MOB CITY
El infierno de Los Angeles
Después de triunfar fracasando, o de fracasar triunfando, con la primera temporada de “The walking dead”, tras la cual fue desalojado del proyecto (no olvidemos que fue la que cimentó la pasión por los zombis catódicos, el resto de temporadas vivió de las rentas dando vaivenes a veces brillantes pero habitualmente rutinarios), Frank Darabont dio un volantazo pasándose al universo de los gangsters. “Mob city” es la respuesta a aquella frustración, y es una respuesta contundente, yéndose al tiempo de la violencia despiadada (Los Angeles, años 40) en la que la vida ajena no valía nada. Lo hace con la misma voluntad de grabar para televisión como si rodara para el cine. Guiones férreos que se toman el tiempo justo y necesario para presentar a los personajes, momentos cumbre en los que poner la olla a presión a tope, personajes descritos por sus acciones más que por sus palabras. Nada innovador, es cierto, su propuesta es sólida, inteligente y tiene instantes soberbios, pero sin alardes ni pretensiones de cambiar la historia de la televisión. De hecho, su fidelidad a los lugares comunes que tan familiares nos resultan gracias a gente como Scorsese o Coppola tiene algo de fervoroso homenaje, muy alejado de cualquier pretensión de ofrecer soluciones nuevas a viejos problemas. Un reparto eficaz sin grandes nombres, una ambientación espléndida y un uso de la banda sonora perfecto como forma de crear atmósferas y desarrollar escenas explosivas (un solo de violín, sin ir más lejos) se alían para que “Mob city” se convierta en una de esas miniseries que no son imprescindibles pero sí necesarias.

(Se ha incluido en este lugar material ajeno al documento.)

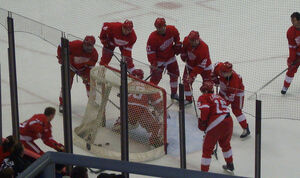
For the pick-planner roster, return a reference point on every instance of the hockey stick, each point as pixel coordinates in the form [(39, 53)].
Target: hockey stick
[(215, 151), (216, 147), (191, 88), (96, 171), (255, 93)]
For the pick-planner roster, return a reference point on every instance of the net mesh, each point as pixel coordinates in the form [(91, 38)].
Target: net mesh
[(100, 128)]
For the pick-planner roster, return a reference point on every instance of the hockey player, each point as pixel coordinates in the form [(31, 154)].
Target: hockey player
[(293, 61), (116, 34), (162, 46), (139, 112), (217, 125), (39, 126), (232, 90), (195, 54), (83, 56)]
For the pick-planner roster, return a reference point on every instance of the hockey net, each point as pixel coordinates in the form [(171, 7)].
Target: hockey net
[(99, 132)]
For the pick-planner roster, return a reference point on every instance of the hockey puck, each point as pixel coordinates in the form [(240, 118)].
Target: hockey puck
[(88, 146)]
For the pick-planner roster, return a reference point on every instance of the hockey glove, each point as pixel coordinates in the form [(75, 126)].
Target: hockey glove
[(202, 125), (189, 79), (59, 59), (177, 48)]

El capítulo piloto, como no podía ser de otra forma, es de cinco estrellas. Una matanza para presentar a tres gangsters (entre ellos, Bugsy Siegel, nada menos, pero cuidado que odia que lo llamen Bugsy) y una voz en off que ofrece información tal vez prescindible abren la función, sin que falten sentencias tan propias del género: resumiendo, en el western los buenos llevan sombreros blancos y los malos los llevan negros. En la vida real, los sombreros suelen ser grises. Los diálogos empiezan pronto a crepitar (“necesito un amigo”, “cómprate un perro”) y la galería de personajes asoma la cabeza en garitos de mala suerte, clubs de alterne y barras humeantes. Un protagonista con nariz de boxeador encaja bien el golpe, y un cómico codicioso pone un contrapunto de extravagancia que le sienta bien al conjunto. Jazz, mujeres de labios rojos y mirada negra, sonrisas amartilladas. Está todo lo que hace falta. Incluso un asesinato en un confesionario, que introduce la dosis oportuna de violencia intempestiva. No es una serie muy violenta, al menos en sus primero cuatro capítulos, pero cuando da, lo hace con ganas: un vibrante tiroteo en un tiovivo, una ejecución en el desierto, un tipo sodomizado con una banana… Hay homenajes más o menos explícitos (sobre todo a “Al rojo vivo”, aunque sea a costa de cometer un error, pues la acción se sitúa en 1947 y la película de Raoul Walsh es de dos años después) y, por supuesto, una historia de amor fatal (el amor siempre es una buena excusa para matar a alguien), quién sabe si letal, con rescoldos que se niegan a apagarse. Y no faltan las matanzas con espaguetis en el plato, los callejones humeantes y el humor negro, ni los hombres evocadores (Jasmine…) ni Sinatra poniendo mortaja musical a un asesinato. Hay corrupción, sádicos con una Thompson y venganzas sin piedad. Y un poco de lío argumental para que no haya distracciones, como mandan los cánones. Los cañones, perdón.